Con questo approccio Michele si presenta a scuola anche oggi. E quando sale in cattedra, di fronte agli immancabili sorrisini e alle battute, resta impassibile. «Faccio scorrere l’imbarazzo iniziale. Una volta finito le risate, i ragazzi sono obbligati a fare i conti con il motivo della loro reazione di disagio. E nella maggior parte dei casi quei sorrisi non tornano più».

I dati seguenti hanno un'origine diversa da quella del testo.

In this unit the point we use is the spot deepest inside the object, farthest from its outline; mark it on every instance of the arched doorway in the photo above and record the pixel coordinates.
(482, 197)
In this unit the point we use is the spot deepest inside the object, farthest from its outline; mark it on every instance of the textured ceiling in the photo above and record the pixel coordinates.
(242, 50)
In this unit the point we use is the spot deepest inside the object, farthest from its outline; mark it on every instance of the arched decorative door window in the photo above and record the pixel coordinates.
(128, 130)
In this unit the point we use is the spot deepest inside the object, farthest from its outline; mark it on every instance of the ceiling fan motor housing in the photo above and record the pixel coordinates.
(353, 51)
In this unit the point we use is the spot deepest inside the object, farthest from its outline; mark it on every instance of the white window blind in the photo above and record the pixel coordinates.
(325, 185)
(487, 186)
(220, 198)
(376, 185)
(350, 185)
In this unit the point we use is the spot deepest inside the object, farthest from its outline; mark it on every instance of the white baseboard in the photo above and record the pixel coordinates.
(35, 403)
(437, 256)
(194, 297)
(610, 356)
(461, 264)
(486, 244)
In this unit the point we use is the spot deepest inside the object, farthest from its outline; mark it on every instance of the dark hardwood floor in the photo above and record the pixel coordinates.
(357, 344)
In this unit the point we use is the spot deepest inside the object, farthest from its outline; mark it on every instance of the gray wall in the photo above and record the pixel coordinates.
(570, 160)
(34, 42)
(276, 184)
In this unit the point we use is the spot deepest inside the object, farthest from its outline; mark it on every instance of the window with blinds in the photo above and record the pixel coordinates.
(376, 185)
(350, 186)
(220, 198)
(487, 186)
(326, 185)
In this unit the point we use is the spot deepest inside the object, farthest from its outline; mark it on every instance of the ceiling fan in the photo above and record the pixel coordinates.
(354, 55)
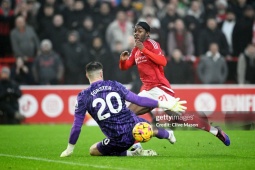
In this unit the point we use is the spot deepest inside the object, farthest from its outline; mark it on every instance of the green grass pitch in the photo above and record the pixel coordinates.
(35, 147)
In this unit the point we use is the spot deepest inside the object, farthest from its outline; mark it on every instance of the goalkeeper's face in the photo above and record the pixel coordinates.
(140, 33)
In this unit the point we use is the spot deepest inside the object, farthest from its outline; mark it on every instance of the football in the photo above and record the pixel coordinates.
(142, 132)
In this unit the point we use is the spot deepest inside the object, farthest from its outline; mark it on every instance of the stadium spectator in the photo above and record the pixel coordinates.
(123, 77)
(21, 72)
(230, 29)
(67, 13)
(88, 31)
(211, 34)
(9, 95)
(125, 5)
(179, 71)
(180, 38)
(92, 7)
(239, 8)
(246, 66)
(28, 9)
(212, 68)
(245, 30)
(209, 8)
(119, 30)
(154, 21)
(221, 7)
(104, 18)
(194, 21)
(7, 17)
(45, 22)
(75, 56)
(167, 23)
(24, 40)
(99, 52)
(48, 68)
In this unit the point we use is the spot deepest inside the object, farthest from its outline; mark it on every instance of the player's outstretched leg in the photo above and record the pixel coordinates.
(203, 125)
(141, 152)
(223, 136)
(164, 134)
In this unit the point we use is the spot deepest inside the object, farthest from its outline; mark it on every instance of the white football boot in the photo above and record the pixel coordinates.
(141, 152)
(171, 137)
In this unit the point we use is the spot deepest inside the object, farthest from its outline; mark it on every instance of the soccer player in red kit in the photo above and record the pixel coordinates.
(150, 61)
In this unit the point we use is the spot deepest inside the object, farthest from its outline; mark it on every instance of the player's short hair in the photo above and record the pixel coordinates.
(144, 25)
(93, 66)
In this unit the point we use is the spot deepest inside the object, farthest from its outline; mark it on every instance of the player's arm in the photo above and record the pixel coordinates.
(126, 60)
(79, 115)
(174, 105)
(155, 54)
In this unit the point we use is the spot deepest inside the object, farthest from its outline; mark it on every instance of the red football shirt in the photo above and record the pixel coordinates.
(150, 63)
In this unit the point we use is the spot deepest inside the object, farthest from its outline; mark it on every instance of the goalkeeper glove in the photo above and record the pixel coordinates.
(174, 105)
(68, 151)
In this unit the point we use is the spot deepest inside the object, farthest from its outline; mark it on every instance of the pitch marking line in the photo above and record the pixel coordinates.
(61, 162)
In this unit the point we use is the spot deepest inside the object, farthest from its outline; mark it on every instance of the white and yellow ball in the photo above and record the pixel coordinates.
(142, 132)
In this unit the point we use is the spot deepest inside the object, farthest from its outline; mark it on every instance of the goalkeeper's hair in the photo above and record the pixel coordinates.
(93, 66)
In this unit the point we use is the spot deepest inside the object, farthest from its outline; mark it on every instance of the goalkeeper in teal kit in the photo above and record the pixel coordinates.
(105, 101)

«Non voglio fare l’animale da circo»
Più complicato, invece, il rapporto con il mondo degli adulti e dei media. «Ma non sempre. Questa al liceo Oberdan non è stata la prima supplenza, ma la prima a fare rumore» chiarisce. Poi però confessa qualche timore: «Sono preoccupato di quanto sta accadendo, non per me, ma per i miei cari. Da scienziata so bene quello che può accadere: o la cosa si spegne per un non allineamento delle variabili, oppure si amplifica in un effetto butterfly che porterà conseguenze che io non vorrei. Ovvero al circo degli animali di esposizione. Tutta la mia vita è all’insegna dell’onestà e del serio impegno».

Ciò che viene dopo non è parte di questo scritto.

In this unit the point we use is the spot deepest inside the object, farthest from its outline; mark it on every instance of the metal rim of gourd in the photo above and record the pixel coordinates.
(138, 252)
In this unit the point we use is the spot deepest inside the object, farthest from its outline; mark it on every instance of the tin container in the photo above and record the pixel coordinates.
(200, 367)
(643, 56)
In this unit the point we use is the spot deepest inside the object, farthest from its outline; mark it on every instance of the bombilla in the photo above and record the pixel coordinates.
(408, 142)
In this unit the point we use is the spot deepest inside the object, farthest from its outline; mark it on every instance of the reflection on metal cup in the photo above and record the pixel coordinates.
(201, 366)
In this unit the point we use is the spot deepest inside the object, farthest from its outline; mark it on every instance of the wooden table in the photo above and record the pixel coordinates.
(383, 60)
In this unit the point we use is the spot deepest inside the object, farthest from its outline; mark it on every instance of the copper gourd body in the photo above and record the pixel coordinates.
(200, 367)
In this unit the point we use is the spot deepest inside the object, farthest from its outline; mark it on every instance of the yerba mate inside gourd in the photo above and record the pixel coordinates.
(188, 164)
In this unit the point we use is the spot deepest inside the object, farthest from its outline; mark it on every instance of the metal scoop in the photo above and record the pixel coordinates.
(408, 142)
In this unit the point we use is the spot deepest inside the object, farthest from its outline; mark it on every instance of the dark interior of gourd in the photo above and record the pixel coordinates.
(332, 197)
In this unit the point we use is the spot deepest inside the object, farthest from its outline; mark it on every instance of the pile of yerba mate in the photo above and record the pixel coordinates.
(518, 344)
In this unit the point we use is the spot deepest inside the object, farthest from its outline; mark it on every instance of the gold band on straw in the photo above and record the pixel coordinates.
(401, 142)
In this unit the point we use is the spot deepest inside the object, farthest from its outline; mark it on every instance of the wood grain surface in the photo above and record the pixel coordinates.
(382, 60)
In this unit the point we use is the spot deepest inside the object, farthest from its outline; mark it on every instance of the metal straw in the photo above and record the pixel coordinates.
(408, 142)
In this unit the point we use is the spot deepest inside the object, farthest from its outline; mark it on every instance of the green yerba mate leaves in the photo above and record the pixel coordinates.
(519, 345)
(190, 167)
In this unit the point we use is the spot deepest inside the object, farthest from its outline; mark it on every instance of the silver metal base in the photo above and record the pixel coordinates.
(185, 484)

«Non c’è nulla di più normale»
Di fronte alle polemiche dei genitori dell’Oberdan, in sua difesa è scesa anche la preside del liceo triestino, Maria Cristina Rocco: «Queste reazioni mi stupiscono: è allucinate che un insegnante venga giudicato dagli abiti che indossa – afferma – La legge tutela i diritti di tutti e siamo noi a dover imparare che la normalità non è rappresentata dalla cosa più frequentate che siamo abituati a vedere». Ai genitori, Romeo direbbe solo poche parole: «Io faccio bene il mio dovere: insegno con la massima dedizione, occupando un posto che mi spetta di diritto. E questo è molto più importante degli aspetti esteriori. Non c’è nulla di più normale per un essere vivente che si esprime liberamente, nel rispetto altrui. Questo vale per me, ma anche per i loro figli».